Not a lot of writing for me this week, but I’m still chipping away at Swimming North, while continuing the query process with Filling in the Blanks. The WIP has taken some interesting liberties with its own structure and story line, as I mentioned previously. As it turns out, I thoroughly approve of the direction things are headed.  As usual, the writing knew what it was talking about.

Since I really am grasping for words this morning, I’d like to share a couple of other blogs with you.

First, for some hilarious takes on the whole query process, go to Julie Butcher’s website and check out the guest posts on the Seven Stages of Query Grief. (The link should take you to # five, anger.  Make sure to go back and read the others, as they are truly funny and insightful.)

Second, another publishing blog I ran across recently is the often darkly irreverent The Rejecter, subtitled “I don’t hate you. I just hate your query letter.”  Good insights into what might be going through the mind of a Query Reader.
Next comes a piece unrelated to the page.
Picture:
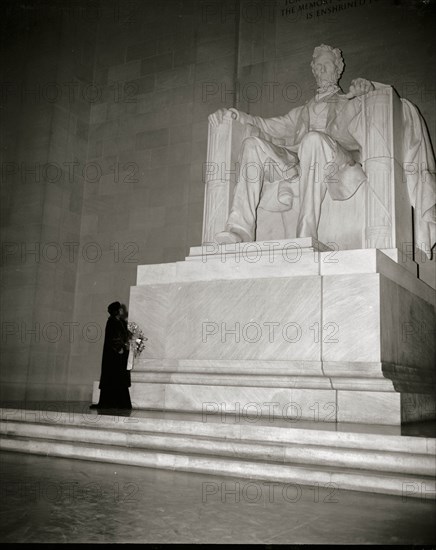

So, now, to the challenge. What are your plans for your WIP? I think it’s about time we shared some specific, time anchored goals for what we’re working on and where we are going.  Unfortunately, as soon as I wrote that sentence, I realized I haven’t got such a goal.

Honestly, my goal for the weekend is to do as little as possible while keeping my head in the creative novel space, editing and formatting the WADMHP newsletter, doing regular household chores, and getting three teenage boys ready for the first day of school on Monday.  Beyond that, I’m not prepared to think.

I hope the rest of you are braver and more organized. Please dive in.  Don’t be shy.  Maybe you’ll inspire me and others in the writing world.